Setup The results shown in this notebook rely on optional dependencies of
ehrapy
. Also, we will use scalene for profiling. You can install these required tools into your environment with:
pip install ehrapy[dask] scalene
Profile runs Scalene currently requires code to be run as Python script for a full profile. For this, copy the above code snippets into two Python files “profile_memory.py” and “profile_out_of_core.py”, respectively. Then, from your commmand line within this environment run
scalene profile_memory.py --outfile profile_memory.html
for the in-memory computation and
scalene profile_out_of_core.py --outfile profile_out_of_core.html
for the out-of-core computation.
Results¶
The resulting Scalene
profiles can depend on the machine and environment the profiling is run.
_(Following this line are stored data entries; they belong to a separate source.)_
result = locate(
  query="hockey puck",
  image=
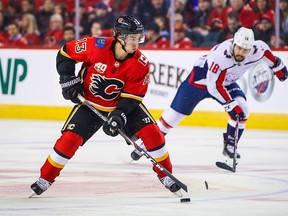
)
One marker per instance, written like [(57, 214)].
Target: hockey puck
[(206, 185), (185, 200)]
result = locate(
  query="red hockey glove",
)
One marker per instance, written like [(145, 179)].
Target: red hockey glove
[(71, 87), (234, 110)]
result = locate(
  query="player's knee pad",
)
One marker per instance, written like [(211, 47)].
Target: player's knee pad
[(68, 144), (151, 136), (169, 119), (244, 106)]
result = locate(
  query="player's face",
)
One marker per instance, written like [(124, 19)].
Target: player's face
[(132, 42), (240, 53)]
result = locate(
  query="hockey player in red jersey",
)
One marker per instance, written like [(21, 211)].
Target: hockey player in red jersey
[(114, 78), (214, 76)]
Here, we show results obtained on an Intel(R) Core(TM) i7-8565U CPU @ 1.80GHz laptop.
In Memory Profile¶

Out-of-core Profile¶

There are multiple features in scalene
’s output, we show and focus on the key aspects here.
Time¶
The required time for the profiled code to execute is displayed at the topmost “% of time = 100.0%”. We can see that for the in-memory computation, the required wall time was 1 min 41 seconds, whereas for the out-of-core computation, the required wall time was 1 min 39 seconds.
Generally, the out-of-core computation can yield performance improvements by optimizing the scheduling of computations by using “lazy execution”, for which you can find more information here. Dask
also allows distributed computations, providing even further speed improvements.
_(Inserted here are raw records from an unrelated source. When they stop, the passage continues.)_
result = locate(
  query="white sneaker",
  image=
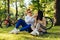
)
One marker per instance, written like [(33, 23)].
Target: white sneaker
[(14, 31), (35, 32)]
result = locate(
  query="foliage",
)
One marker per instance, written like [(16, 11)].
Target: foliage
[(47, 6), (54, 34)]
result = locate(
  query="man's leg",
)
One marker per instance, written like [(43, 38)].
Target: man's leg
[(20, 22), (26, 28)]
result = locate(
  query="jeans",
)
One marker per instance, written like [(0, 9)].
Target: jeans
[(25, 26)]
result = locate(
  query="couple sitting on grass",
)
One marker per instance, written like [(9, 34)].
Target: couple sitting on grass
[(32, 24)]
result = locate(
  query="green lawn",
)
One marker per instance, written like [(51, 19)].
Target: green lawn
[(54, 34)]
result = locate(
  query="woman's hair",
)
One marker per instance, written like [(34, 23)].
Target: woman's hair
[(40, 15)]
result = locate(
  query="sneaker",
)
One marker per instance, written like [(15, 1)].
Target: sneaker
[(35, 32), (14, 31)]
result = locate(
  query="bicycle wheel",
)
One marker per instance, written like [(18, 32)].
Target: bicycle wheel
[(49, 23)]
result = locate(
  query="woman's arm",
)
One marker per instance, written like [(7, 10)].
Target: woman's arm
[(44, 21)]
Beware that especially for small dataset or small chunk sizes, the overhead of such out-of-core computations can also exceed the gains obtained.
Here, we can see that the order of magnitude for execution time for both workflows is similar.
Maximum Memory Consumption¶
The maximum required memory for the profiled code is displayed at the top right, on top of the “Memory timeline” plot. We can see that the maximum memory occupation for the in-memory computation was 2 GB, whereas for the out-of-core computation, the maximum memory occupation was 193 MB.
This can be achieved by leveraging the key idea behind dask
, its block-wise (“chunked”) computations. This means that dask
accesses the data in chunks, not requiring the entire dataset to be loaded to memory at once. The size of the blocks is a tradeoff of having not too many small blocks (causing too much overhead) and not too big blocks (causing increased memory consumption and potentially less distributed computations). See
here for a more detailed discussion on the block size.
Conclusion¶
Here, we show with a synthetic dataset how out-of-core computations can reduce the memory requirements for a suite of analysis steps.
The dataset we have generated is small enough to not require out-of-core computations, so we can compare the in-memory and the out-of-core computation profiles.
In general, in-memory computations are to be preferred whenever they are feasible, being easier to perform and omit potential pitfals such as using too small chunk sizes.
We have computed a PCA and can observe that the four underlying groups in our synthetic data form well separated clusters in the two-dimensional PCA projection, and are well clustered by Leiden clustering.

Further support for dask
is a work in progress. However, many operations past this point can work with the dimensionality reduction directly in memory.